The show-don’t-tell concept might just work with regulators, too. The
US Food and Drug Administration (FDA) is sending out more warning letters than a high school physics teacher at mid-marking period. After several years of relative quiet, FDA has turned up the heat on cosmetics companies large and small.According to industry experts at
Arent Fox LLP, a Washington DC-based law firm, FDA appears to once again be trying to send a strong regulatory signal to industry in 2015 (similar to 2012) by issuing approximately 14 Warning Letters (WLs) to date.
“In 2012, FDA issued nine Warning Letters to cosmetics companies for objectionable skin care claims, particularly anti-aging claims,” recalled Georgia Ravitz, a partner with Arent Fox LLP.
According to Ravitz, the increase in WLs in 2015 can be attributed generally to several factors:
- FDA’s increasing enforcement capability over the past 5-6 years. FDA has been slowly increasing its enforcement staff at CFSAN as well as conducting more online research to review product claims and promotions online.
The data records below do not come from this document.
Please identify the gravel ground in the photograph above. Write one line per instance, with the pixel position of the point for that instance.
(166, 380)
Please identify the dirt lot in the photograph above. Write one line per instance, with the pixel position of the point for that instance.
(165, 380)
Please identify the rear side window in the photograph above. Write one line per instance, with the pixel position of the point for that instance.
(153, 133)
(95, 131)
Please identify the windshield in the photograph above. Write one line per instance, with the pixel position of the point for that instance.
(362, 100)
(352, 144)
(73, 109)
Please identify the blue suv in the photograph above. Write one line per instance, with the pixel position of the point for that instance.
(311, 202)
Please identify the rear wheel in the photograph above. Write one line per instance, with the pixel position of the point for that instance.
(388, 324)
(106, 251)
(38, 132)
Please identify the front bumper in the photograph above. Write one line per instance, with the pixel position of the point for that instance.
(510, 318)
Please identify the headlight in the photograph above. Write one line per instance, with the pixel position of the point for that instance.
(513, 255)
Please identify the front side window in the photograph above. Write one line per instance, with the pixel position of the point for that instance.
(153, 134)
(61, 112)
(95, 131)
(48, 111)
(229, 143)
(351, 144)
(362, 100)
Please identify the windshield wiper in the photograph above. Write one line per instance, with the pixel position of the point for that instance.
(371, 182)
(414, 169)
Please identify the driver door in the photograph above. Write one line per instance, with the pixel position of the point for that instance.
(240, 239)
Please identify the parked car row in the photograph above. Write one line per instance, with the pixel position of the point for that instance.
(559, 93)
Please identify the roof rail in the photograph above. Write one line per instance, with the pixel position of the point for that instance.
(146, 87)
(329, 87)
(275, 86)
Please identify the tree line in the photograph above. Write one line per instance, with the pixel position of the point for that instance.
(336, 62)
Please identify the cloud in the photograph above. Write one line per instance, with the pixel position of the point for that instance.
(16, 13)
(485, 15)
- Some companies continue to market their products with aggressive enforcement claims, which is drawing FDA’s attention to product claims it views as objectionable.
- FDA has been unable to get Congress to pass cosmetics reform legislation that would increase FDA regulation of the industry.
- “Thus, FDA is using more active enforcement to try to keep industry in regulatory check,” she said.